Editor's View: What's New?
It is difficult to see the changes taking place around you when you are too close to something. Like when your children are growing older and maturing and you note a gradual change but nothing dramatic. Then one day it seems they are "suddenly" headed off to college and you wonder how you missed the change.
Things keep changing in the coatings industry, too, but at times we are only aware of gradual change and miss the details. In recent years and months there have been steady improvements in materials, equipment and technique. Yes, we still use a spray washer, spray booths, spray guns and ovens, much like we have for the last 40 years or so, but look more closely and consider how many different innovations have come along.
The first liquid coatings available for commercial use were mostly solvent. Now there are very low VOC coatings available, including zero-VOC liquid polyurethane coatings with good performance properties. Manual liquid spray guns have gotten lighter and more efficient, with improved electrostatic options.
Powder booth and recovery technology has evolved to create a better application environment and provide opportunities for color changes of one to 15 minutes, depending on the spray equipment and reclaim design. Using composite booth walls and booth designs that limit the amount of powder that is left in the booth and provide fast and reliable color change - these booths are making it possible to use many more colors on powder and avoid excess downtime. Another recent development that could have a big impact on the powder industry is the use of dense-phase transport technology for improved material handling in reclaim systems and the use of digital density feeding pumps to eliminate the need for compressed air for powder delivery. These pumps have the potential to reduce cost and improve application efficiency significantly.
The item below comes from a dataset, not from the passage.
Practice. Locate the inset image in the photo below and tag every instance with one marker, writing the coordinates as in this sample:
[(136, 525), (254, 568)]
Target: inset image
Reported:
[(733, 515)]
New powder coating technologies provide coatings for composite materials and other non- conductive, heat sensitive surfaces. Other powders are being used with vacuum metallizing to produce a very sharp-looking substitute for chrome plating on wheels.
In the area of testing and measurement, the coating industry offers excellent portable spectrophotometers and gloss meters. There also are much improved gauges and procedures for film thickness measurement.
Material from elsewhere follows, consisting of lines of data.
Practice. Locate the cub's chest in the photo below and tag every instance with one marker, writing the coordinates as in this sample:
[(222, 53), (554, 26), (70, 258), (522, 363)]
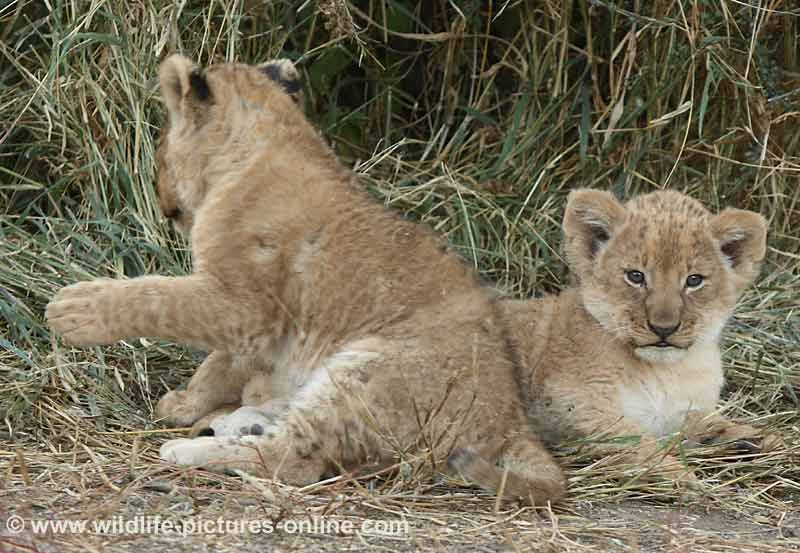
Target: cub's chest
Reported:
[(658, 396)]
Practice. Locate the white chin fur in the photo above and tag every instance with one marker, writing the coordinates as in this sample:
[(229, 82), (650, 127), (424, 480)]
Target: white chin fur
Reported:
[(654, 354)]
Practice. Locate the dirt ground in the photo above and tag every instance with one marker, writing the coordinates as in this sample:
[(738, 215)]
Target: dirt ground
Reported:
[(435, 517)]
So while we have been moving along, doing things very much the way we did many years ago, the tools and methods that are at our disposal have helped to improve efficiency and quality. We also have come a long way in development of compliance options and reduced pollution associated with the application of coatings. Suppliers of equipment and materials continue to make great strides in improvement as evidenced by the continuing decline in labor cost associated with production.
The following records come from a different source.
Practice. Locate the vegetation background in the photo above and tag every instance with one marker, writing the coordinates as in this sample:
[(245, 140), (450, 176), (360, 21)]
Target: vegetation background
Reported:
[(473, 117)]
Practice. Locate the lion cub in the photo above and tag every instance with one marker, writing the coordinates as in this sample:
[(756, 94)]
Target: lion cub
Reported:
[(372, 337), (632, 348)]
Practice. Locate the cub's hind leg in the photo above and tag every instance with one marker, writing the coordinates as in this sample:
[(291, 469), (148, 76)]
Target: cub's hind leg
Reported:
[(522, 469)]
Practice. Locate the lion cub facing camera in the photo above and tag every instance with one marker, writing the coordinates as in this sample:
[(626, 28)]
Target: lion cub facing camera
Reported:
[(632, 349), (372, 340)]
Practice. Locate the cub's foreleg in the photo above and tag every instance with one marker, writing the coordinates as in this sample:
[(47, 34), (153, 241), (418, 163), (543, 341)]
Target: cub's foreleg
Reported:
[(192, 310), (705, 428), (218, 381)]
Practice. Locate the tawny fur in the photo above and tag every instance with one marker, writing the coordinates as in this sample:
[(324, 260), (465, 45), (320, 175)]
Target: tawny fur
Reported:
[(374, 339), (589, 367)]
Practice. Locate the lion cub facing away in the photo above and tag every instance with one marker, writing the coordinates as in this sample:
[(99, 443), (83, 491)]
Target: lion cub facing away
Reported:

In this issue, we take a look at plans that some of our readers may have for the future in our Finishing Market Survey and see what trends we expect for the coming year. We also report on some developments in the area of standards for film thickness measurement and color measurement - critical aspects of good quality control.
As the year unfolds, we expect to see many new developments that impact our industry. As always, Industrial Paint & Powder will continue to research and report on ideas that can help coaters do a better job and remain competitive. Keep reading to stay informed so that the gradual changes do not escape your attention.